When Sumo Logic encounters an index that may contain messages parsed with incorrect message times, we may drop these indexes from the search. If so, we let the user know by displaying the warning message, "Your search contains messages that have been incorrectly parsed and cannot be displayed." These messages typically do not fit within the selected time range, so the results of your queries are usually unaffected. However, the dropped messages may not be found when you search for other time ranges either.

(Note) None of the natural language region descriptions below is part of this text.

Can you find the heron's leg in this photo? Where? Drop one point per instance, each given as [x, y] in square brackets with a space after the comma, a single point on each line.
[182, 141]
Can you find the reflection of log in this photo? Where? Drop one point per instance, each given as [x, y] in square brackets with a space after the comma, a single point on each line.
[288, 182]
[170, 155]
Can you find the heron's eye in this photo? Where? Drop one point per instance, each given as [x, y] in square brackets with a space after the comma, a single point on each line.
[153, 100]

To address this issue, you need to identify the messages or Sources that could be contributing to index fragmentation. Using the "Use Receipt Time" option within Sumo Logic, the following query can help you identify the minimum, maximum, and average delay (+-) between the message times parsed from your log message (messageTime) and the time the system received them (receiptTime). The results of the query sorts the delay times by Collector, Source, and SourceName. In an ideal situation, these values should all be as close to zero as possible. The larger the variance in the minimum and maximum delay times, the greater the chances are for index fragmentation by that source.

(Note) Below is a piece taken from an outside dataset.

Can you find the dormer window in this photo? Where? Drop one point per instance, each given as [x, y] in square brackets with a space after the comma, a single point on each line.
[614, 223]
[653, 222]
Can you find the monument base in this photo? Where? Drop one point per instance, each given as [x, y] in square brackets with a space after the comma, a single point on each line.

| _receiptTime - _messageTime as delay
| delay / 60000 as delayInMinutes
| toInt(delayInMinutes) as delayInMinutes
| where delayInMinutes > 5 or delayInMinutes < -5
| count(*) as messagecount, avg(delayInMinutes) as avgDelayInMinutes, min(delayInMinutes)
as minDelayInMinutes, max(delayInMinutes) as maxDelayInMinutes
by _collector, _source, _sourceName
Known causes of index fragmentation
Log messages with no timezone information
When no timezone information is found in a log message, Sumo Logic will by default apply PST to the time from the message, unless the Source configuration includes an alternate timezone set for the Source. If a message comes from a server configured with UTC timezone, we would parse this as PST, which would cause a 7 or 8 hour "delay". Update this setting in the Source configuration, in Advanced, under the Timestamp options. For more information, see Timestamps, Time Zones, Time Ranges, and Date Formats.

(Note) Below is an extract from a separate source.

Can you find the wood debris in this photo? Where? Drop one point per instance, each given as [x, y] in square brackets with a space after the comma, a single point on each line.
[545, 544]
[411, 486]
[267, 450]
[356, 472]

Sumo Logic also allows multiple remote Sources to be configured under one Source configuration. In some cases, the timezones of the multiple sources may not all match the configured timezone default. If this occurs, some messages will come from the correct timezone while others will come with delay. To address this, you will need to create separate Source configurations for each timezone.
Improper multiline message detection
In some cases Sumo Logic may not properly parse a multiline message as a single log line. When this occurs, the additional lines are parsed as their own message. If these lines include a timestamp value, such as "lastLoginDate=01/01/2013 12:00:00", Sumo Logic may incorrectly parse this as the timestamp of the message and create an additional index for that time range. To address this issue, make sure that your multiline log messages are being parsed as a single line in the Source configuration using the Multiline Processing options.
Incorrect time settings across servers
If you have an environment where multiple servers are generating and sending logs to Sumo Logic, but the server times are not in sync using a Network Time Protocol (NTP) server, Sumo Logic may receive messages with different time stamps. If these time stamps vary by several minutes, this can create additional indexes, which causes index fragmentation. To address this issue, make sure your servers are synchronized.